We are in a female-dominated sector, but, more often than not, directed by men in the round table events and on the boards of directors.

I try to make my own path and get things done; actions give credibility. I don’t take offence at what people say or think, I always try to move forward and build on what I achieve.

It’s vital that we look at diversity from another angle, including from the homelessness angle, which is much more contrasted than people imagine. We are not just talking about homeless men, but also about young LGBTQ+ people rejected by their entourage, women escaping violent or abusive relationships, entire families impoverished by migration or social breakdowns. This image of homelessness being a male environment has always been false but today it is increasingly untrue and the pandemic has not helped.
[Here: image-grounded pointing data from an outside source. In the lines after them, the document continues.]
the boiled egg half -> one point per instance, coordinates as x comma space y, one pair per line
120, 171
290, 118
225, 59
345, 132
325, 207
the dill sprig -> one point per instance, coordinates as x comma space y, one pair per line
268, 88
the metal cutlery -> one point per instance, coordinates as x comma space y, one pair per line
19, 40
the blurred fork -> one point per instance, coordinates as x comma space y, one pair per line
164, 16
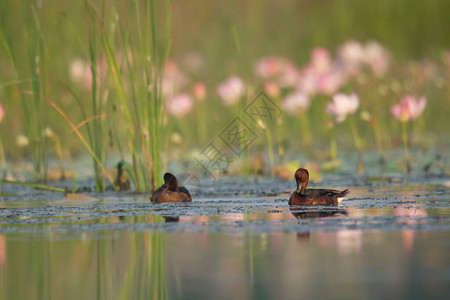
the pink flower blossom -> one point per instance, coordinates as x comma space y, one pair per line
295, 103
289, 75
231, 90
269, 66
321, 60
308, 81
409, 108
179, 105
330, 82
342, 105
2, 113
200, 91
351, 55
272, 89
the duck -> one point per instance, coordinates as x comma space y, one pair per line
303, 196
170, 191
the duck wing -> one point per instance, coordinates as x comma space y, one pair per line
157, 194
186, 193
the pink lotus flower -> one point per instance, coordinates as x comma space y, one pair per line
179, 105
342, 105
351, 55
2, 113
409, 108
269, 66
272, 89
200, 91
295, 103
231, 90
321, 60
330, 82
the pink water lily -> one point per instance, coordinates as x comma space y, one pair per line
409, 108
295, 103
377, 57
200, 91
342, 105
179, 105
231, 90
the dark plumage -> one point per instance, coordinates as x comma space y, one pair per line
303, 196
170, 191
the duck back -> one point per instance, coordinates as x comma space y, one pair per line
317, 197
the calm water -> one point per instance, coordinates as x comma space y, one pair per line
389, 239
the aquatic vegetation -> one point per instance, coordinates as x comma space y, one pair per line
342, 106
127, 93
409, 109
179, 105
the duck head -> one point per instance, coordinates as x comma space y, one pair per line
302, 178
171, 182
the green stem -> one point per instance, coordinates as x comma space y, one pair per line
306, 130
355, 134
358, 145
270, 152
405, 146
333, 146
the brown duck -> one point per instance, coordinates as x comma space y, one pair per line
170, 191
303, 196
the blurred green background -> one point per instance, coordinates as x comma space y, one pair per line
43, 38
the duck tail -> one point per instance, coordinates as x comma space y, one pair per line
341, 195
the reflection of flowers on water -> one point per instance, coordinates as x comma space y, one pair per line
346, 241
2, 249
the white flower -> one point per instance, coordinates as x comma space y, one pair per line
231, 90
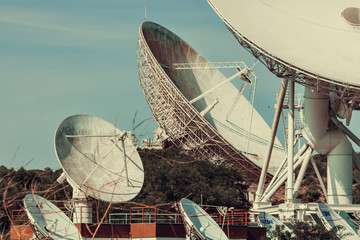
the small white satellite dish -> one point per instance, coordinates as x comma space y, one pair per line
98, 158
47, 220
198, 222
270, 222
331, 219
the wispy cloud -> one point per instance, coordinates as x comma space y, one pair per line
59, 22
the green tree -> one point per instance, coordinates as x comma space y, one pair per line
171, 175
306, 231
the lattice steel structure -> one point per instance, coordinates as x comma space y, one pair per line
184, 125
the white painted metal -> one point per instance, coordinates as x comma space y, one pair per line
198, 224
300, 177
333, 143
319, 178
48, 220
319, 45
270, 145
217, 86
298, 159
94, 161
199, 65
291, 135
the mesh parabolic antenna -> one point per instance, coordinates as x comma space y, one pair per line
198, 223
48, 221
317, 42
169, 92
98, 158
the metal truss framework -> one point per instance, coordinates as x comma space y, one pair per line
283, 69
180, 120
241, 65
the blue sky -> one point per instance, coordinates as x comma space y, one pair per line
60, 58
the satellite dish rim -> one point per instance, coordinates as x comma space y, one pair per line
84, 188
304, 74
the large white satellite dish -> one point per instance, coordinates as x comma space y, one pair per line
47, 220
98, 158
192, 120
198, 223
319, 40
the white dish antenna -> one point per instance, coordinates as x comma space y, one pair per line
330, 219
98, 158
197, 106
198, 223
316, 42
48, 221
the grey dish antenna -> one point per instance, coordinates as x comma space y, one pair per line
48, 221
197, 106
198, 224
98, 158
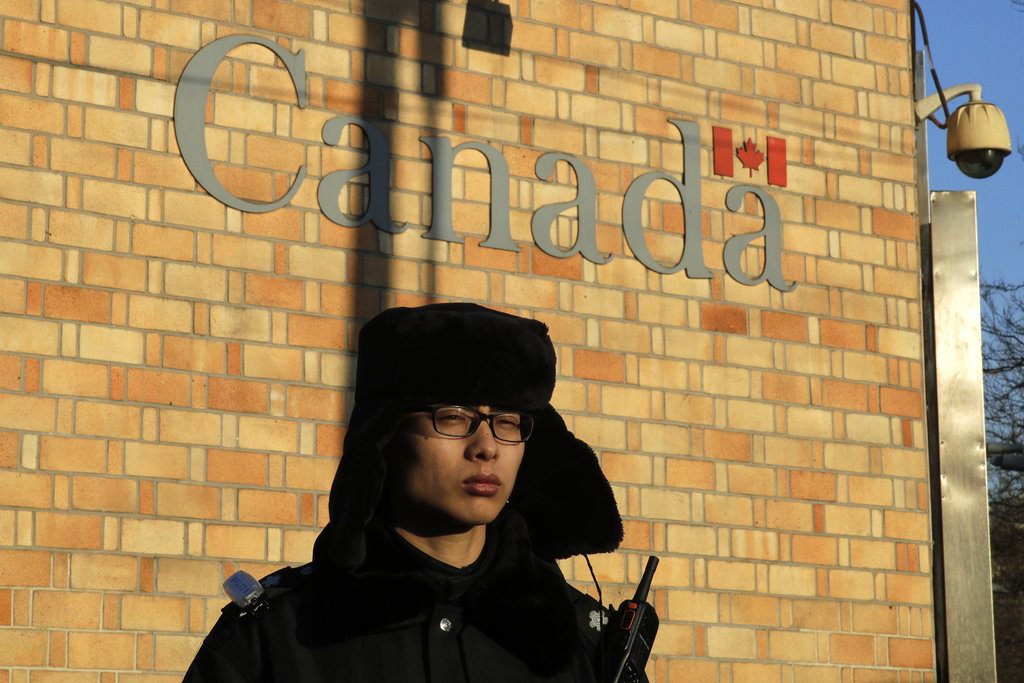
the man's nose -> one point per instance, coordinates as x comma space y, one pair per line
482, 443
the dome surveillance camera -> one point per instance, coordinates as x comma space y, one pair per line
977, 138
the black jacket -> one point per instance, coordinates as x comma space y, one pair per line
514, 619
366, 608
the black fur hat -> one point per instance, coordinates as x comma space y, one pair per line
473, 355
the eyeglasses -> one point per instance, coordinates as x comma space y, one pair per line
459, 421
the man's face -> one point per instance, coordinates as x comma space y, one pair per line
444, 483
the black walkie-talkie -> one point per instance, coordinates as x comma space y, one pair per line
632, 636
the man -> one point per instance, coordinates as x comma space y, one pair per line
458, 487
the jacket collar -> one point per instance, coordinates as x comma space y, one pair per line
518, 600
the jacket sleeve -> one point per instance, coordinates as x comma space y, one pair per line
228, 654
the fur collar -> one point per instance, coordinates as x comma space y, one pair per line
518, 600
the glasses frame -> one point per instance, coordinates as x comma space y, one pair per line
478, 417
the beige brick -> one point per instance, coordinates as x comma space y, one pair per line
82, 158
732, 642
153, 537
69, 609
27, 413
730, 575
26, 489
182, 500
154, 612
122, 55
155, 460
98, 343
188, 577
36, 40
108, 420
68, 530
20, 335
160, 313
236, 542
37, 186
117, 127
96, 649
166, 29
267, 434
85, 86
24, 647
189, 427
239, 323
784, 580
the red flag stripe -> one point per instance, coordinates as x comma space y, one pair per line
722, 139
776, 162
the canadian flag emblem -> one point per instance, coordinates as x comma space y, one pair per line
749, 155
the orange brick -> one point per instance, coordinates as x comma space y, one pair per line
238, 395
846, 648
317, 332
68, 530
24, 648
784, 388
814, 550
69, 609
8, 449
25, 489
181, 500
714, 13
236, 542
875, 619
114, 271
329, 439
77, 304
727, 445
690, 474
195, 354
723, 317
273, 292
843, 335
151, 386
270, 507
76, 379
74, 455
116, 572
783, 326
592, 365
281, 16
312, 403
901, 401
108, 420
10, 372
836, 393
914, 653
237, 467
163, 242
37, 40
104, 494
153, 612
25, 567
893, 224
88, 649
812, 485
15, 74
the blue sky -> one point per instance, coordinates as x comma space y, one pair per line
983, 41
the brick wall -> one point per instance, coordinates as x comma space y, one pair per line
175, 374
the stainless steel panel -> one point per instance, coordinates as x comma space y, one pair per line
960, 398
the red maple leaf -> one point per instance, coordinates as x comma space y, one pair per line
750, 157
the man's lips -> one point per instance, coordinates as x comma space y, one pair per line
482, 484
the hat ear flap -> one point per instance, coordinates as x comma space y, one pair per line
357, 485
563, 495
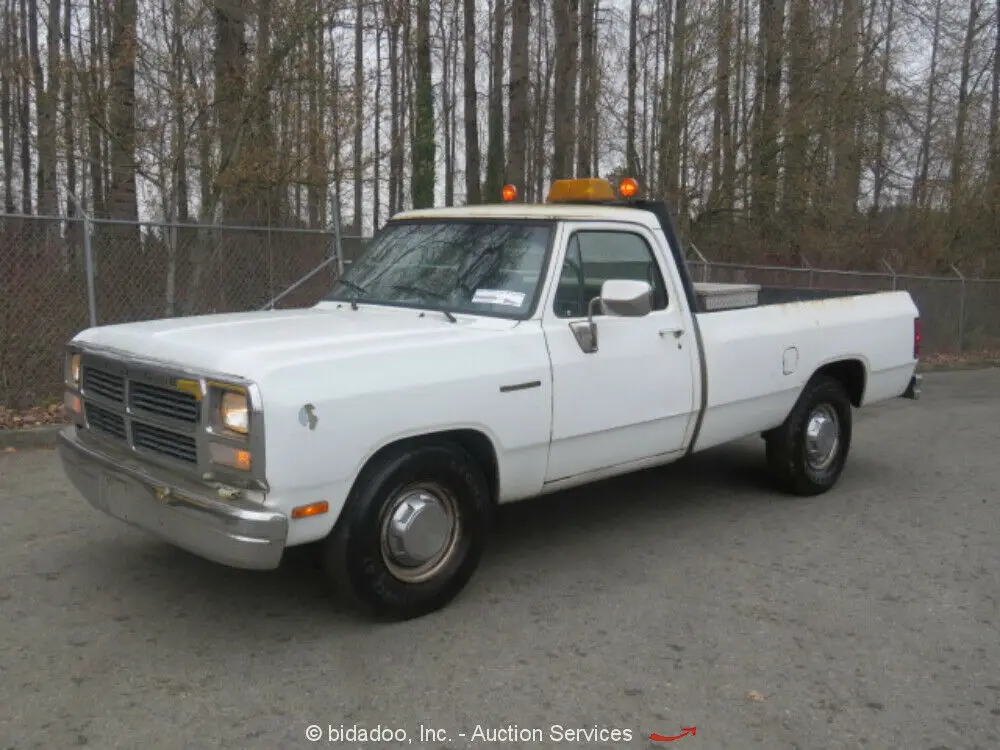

We are seeing more and more students using soup kitchens; they used to hold down summer jobs but these disappeared after the pandemic.

The subject is not me or the way people look at women leaders, the subject is how we can all work better together, how we can multiply the viewpoints to better understand and deal with the problems.

You are also on the board of the French Red Cross, what does that entail?

I joined through 21, the Red Cross social innovation accelerator, when Solinum was supported for six months as part of a call for projects, and I fell in love with the organisation. That’s how, two years later, I ended up on the board.

The Red Cross is a very big machine, which may seem slow and heavy to an entrepreneur, but when it moves, it moves powerfully. In an emergency, we know where to be.

I’ve been on the board for a little over a year now. It’s a voluntary position that takes up two days every three months, in addition to the working committees. We study the Red Cross’s legal and strategic orientation to stay on target with the 2030 plan.

The volunteers have a variety of profiles, often with lots of experience, and I am happy to represent the younger generation. The different experiences and points of view enrich the debate, on ecological issues for example.

If you had to give one piece of advice to today’s students, would it be about engagement?

No, engagement is my thing, but not necessarily everyone else’s. I would tell students to search for what makes their heart beat faster and to go for it. Above all, I would tell them that all choices are justifiable even when they don’t seem to be part of a preordained or obvious path.

What can we wish you for the future?

For Solinum, to continue to grow. I don’t want us to become a big organisation, but I do want us to increase our impact. The curve must be exponential as we need to reach more and more people in France and then elsewhere, without increasing our costs tenfold.

For myself, just to finalise my move. My 30th birthday is not so far off and I’m finally leaving my tiny basement flat for somewhere bigger. Just goes to show, anything can happen.

Victoria is founder and CEO of Solinum, a social start-up that she created in 2016 and which publishes the platforms Soliguide and Merci pour l’Invit’, a network of citizen accommodation for reintegration. A board member of the French Red Cross, Victoria is one of Vanity Fair’s 30 under 30 and Carenews’ Top 50 impact entrepreneurs. Her actions and engagement regularly receive recognition; AACSB has recently named her an Influential Leader in their class of 2023.